Ok I'll stop dispensing advice now LOL. I gave up on markets for my hobbies, but selling a consumable seems to be the way to go. Repeat customers for the win!!


----------



## navigator9 (Jun 19, 2015)

Oh, best of luck to you! Your first craft fair is a great learning experience, whether you do well or not, you will gain a lot of experience for you following ones. Take notes, because you will be excited, and if like me, will not remember later. I've always had great experiences with fellow vendors, and made some great friends. One word of caution, when you're setting up, be sure to stay within the bounds of your space. Some vendors can get picky about every inch of space that they paid for. Get there early so you can set up, tweak things and then have time to relax before things get going. Smile big and have a great time!


----------



## galaxyMLP (Jun 19, 2015)

I beive that soapmage has done a craft show beofre and is just nervous about this particular one becasue it is the begining of a new season and her husband wont be there. Either way, all of the tips provided here are very good. I dont have alot of craft show experience but the little I do have has taught me that all of this is true.

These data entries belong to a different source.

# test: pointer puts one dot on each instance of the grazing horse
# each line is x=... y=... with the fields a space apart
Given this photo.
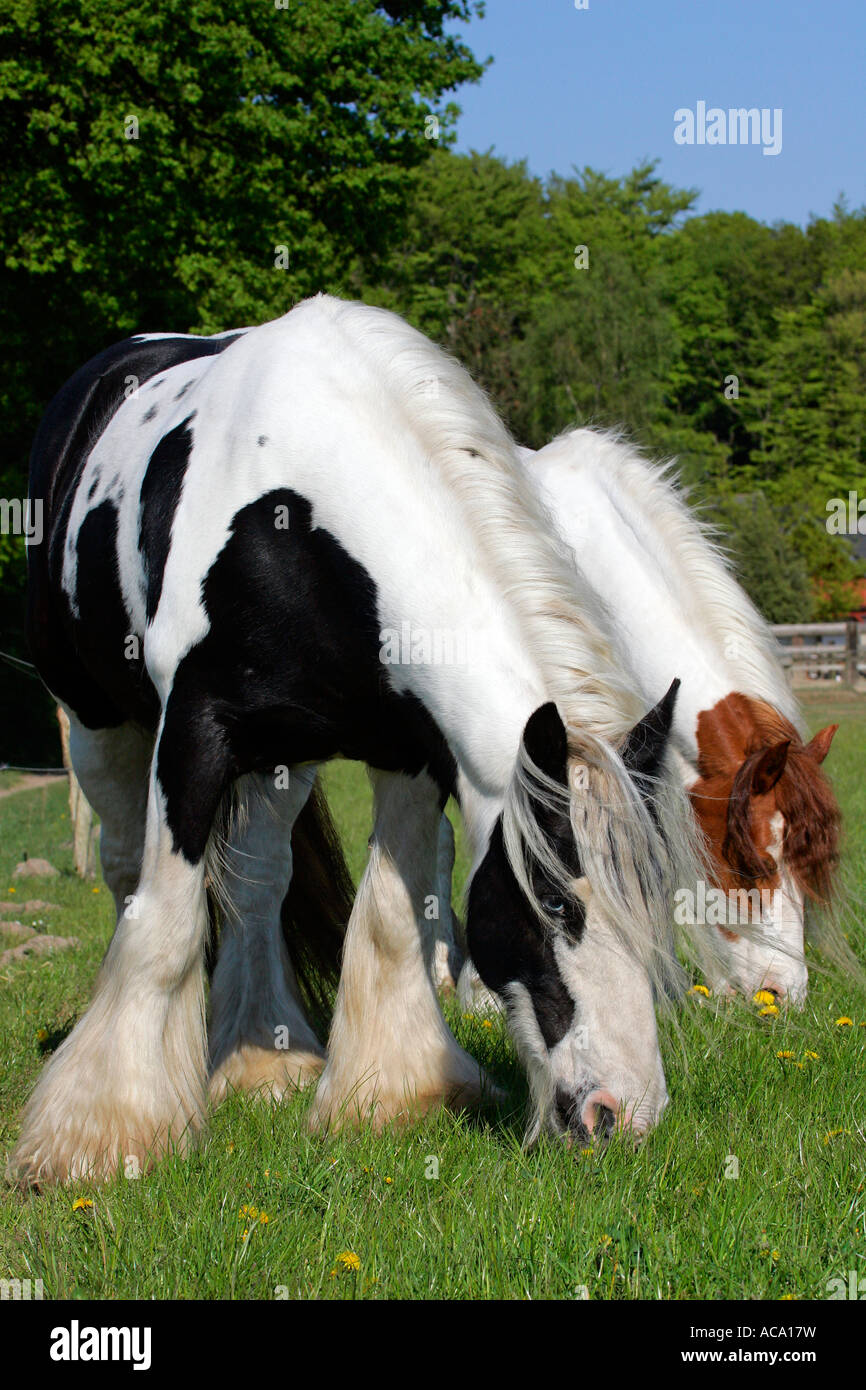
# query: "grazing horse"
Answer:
x=237 y=527
x=756 y=786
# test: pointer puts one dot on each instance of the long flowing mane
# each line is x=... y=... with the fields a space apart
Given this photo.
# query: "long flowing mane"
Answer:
x=699 y=573
x=695 y=566
x=634 y=851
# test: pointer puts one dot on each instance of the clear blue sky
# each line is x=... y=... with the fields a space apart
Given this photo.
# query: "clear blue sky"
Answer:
x=599 y=86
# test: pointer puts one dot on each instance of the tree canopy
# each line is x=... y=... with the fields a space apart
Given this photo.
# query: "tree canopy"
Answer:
x=195 y=167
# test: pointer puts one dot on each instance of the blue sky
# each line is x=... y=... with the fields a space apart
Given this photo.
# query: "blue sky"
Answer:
x=601 y=86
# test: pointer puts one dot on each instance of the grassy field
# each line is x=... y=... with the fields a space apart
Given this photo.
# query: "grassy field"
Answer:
x=453 y=1208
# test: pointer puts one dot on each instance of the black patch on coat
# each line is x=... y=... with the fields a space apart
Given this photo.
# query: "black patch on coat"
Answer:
x=72 y=423
x=102 y=627
x=288 y=673
x=159 y=502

Soap mage, I'm sure that all will go well. Youd be surprised how much you can handle when youre alone at a craft show. Remember to ask other vendors if you need a break. The only 2 craft shows I've done, Ive been alone at for almost all of them! I've made some nice friends because of this!


----------



## soapmage (Jun 19, 2015)

I've only done one and it was really small and I had help. It was also under my former biz name which I hated. This is literally me starting all over again, with a bigger crowd, being all alone, a new brand, etc... and it is my first one of this season so yes, I'm all jitters lol! Thank you for all the advice ladies and gents. I'll let you all know how I did and take pics to share later on this weekend.


----------



## SplendorSoaps (Jun 19, 2015)

Best of luck to you, soapmage! One thing I love about selling in person is getting to geek out about soap making. People like to ask lots of questions! I hope that it will be really busy for you, so that you won't have time to be nervous about doing it alone this time.


----------



## cmzaha (Jun 19, 2015)

Nsmar gave some good advice. Do take enough product to make a nice table display that does not look to empty, I see so many that do not even fill one table with product, and they wonder why they do not make money. Have fun and hopefully the people at the game will filter over. They should if the market is still open after the game is over. Sell a lot


----------



## shunt2011 (Jun 19, 2015)

Good luck. You'll do fine. I do all my markets and shows alone and it always works out. You've been given sone excellent advice. I have my first market of the season tomorrow and looking forward to it.


----------



## doriettefarm (Jun 19, 2015)

Knock 'em dead soapmage!  I'm pinging my soap buddy in Robertsdale to tell her you're doing a booth tomorrow.  Maybe she will stop for a visit and buy some of your soap . . . you know for R&D purposes


----------



## Dorymae (Jun 19, 2015)

One thing that helped me in the beginning is set up your entire display at home. Exactly as you want it.  This will help you see if you need anything. ( clips for banners, rope or twine for hanging art, are you using lights? A fan?). 

Anyway it is a good idea to see how long you will need to set up and it will help you feel more confident in your display.


----------